No the London underground doesn't keep going until gods know when. They also suffer from the concept of end of life, and it only has about half the life of a nuclear power plant.

Comment Re:Show of hands: know how the internet work? (Score 3, Funny) 57

It works (for the most part) by establishing one-to-one connections between clients (your device) and servers (what you're looking at) where by construction the client and the server both know eachother's IP addresses.

Precisely zero people are talking about, nor give a shit about IP address tracking. IP address tracking is useless to the people who use your information to profit.

Privacy and anonymity cannot exist in such a context.

Anonymity is preserved in the context. An IP address does not identify a person, it identifies a network endpoint. Knowing my IP address does not identify me, only my ISP can do that.
Privacy is not an arbitrary concept, it's a sliding scale. The fact you can be tracked by IP doesn't mean you should just give up. Case in point, I'm not posting this as an Anonymous Coward, but neither have I used my full name to register my Slashdot account. Go on, tell us all your full name. After all privacy and anonymity don't exist since you're using the internet.

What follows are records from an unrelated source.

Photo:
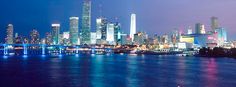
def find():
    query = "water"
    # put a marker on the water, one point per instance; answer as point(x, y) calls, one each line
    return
point(117, 71)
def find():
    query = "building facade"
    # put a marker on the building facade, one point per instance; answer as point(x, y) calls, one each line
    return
point(74, 30)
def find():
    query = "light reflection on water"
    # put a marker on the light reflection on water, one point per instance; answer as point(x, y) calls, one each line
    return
point(117, 70)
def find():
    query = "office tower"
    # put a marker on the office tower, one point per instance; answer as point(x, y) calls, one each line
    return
point(214, 23)
point(66, 38)
point(86, 22)
point(199, 29)
point(16, 35)
point(133, 26)
point(117, 33)
point(48, 38)
point(101, 25)
point(222, 36)
point(9, 38)
point(110, 33)
point(190, 30)
point(93, 38)
point(55, 34)
point(35, 37)
point(74, 30)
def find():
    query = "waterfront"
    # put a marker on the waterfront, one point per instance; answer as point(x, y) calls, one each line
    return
point(117, 71)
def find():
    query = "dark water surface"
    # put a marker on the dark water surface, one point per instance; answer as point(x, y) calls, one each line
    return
point(117, 71)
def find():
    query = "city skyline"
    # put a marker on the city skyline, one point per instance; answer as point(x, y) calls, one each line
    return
point(125, 25)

Comment Re: The other 40% are doing just fine (Score 1) 82

The more the ecosystem opens up, the easier it is for them to accomplish their goals, regardless of how smart you think you are.

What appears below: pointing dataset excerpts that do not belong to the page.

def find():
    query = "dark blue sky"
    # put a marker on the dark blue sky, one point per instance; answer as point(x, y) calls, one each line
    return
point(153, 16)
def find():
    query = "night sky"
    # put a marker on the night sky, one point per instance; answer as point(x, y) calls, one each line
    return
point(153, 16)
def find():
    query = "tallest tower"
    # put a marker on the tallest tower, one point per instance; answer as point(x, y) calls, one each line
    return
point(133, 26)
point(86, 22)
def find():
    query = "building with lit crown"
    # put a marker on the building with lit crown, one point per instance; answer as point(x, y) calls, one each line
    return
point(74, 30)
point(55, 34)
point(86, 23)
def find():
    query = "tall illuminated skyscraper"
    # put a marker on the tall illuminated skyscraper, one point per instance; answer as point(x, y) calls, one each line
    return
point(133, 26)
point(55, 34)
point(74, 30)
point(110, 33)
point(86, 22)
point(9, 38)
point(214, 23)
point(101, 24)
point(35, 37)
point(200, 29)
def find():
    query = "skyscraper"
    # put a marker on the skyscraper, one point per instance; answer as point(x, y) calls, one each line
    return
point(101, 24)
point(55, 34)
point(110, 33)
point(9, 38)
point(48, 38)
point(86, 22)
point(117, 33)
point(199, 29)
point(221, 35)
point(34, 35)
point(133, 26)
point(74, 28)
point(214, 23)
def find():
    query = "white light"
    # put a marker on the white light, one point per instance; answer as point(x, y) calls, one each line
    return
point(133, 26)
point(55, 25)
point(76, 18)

40% of the market has a completely open ecosystem with no restrictions on side loading what so ever, and they are doing just fine.

Just this week news dropped of big tech actively exploiting an Android issue to track you 'smart users' outside the 'safe sandbox' it provides.

Hint: A poor argument is built around whataboutism. But a really shitty argument is off topic. Tracking pixels and breaking out of sandboxes has nothing to do with sideloading, and in fact the effort that people go hacking around restrictions in the OS despite sideloading existing not only makes your off topic argument shitty, but it actually works against you since you're postulating that sideloading is somehow some easy vector into people's devices.

In the future try to argue for your case, not against it.

I really do wish Apple would fork their OS and segregate the hardware for people who do opt in to the walled garden.

Blink twice if someone is holding a gun to your head forcing you to sideload an app, we'll send help.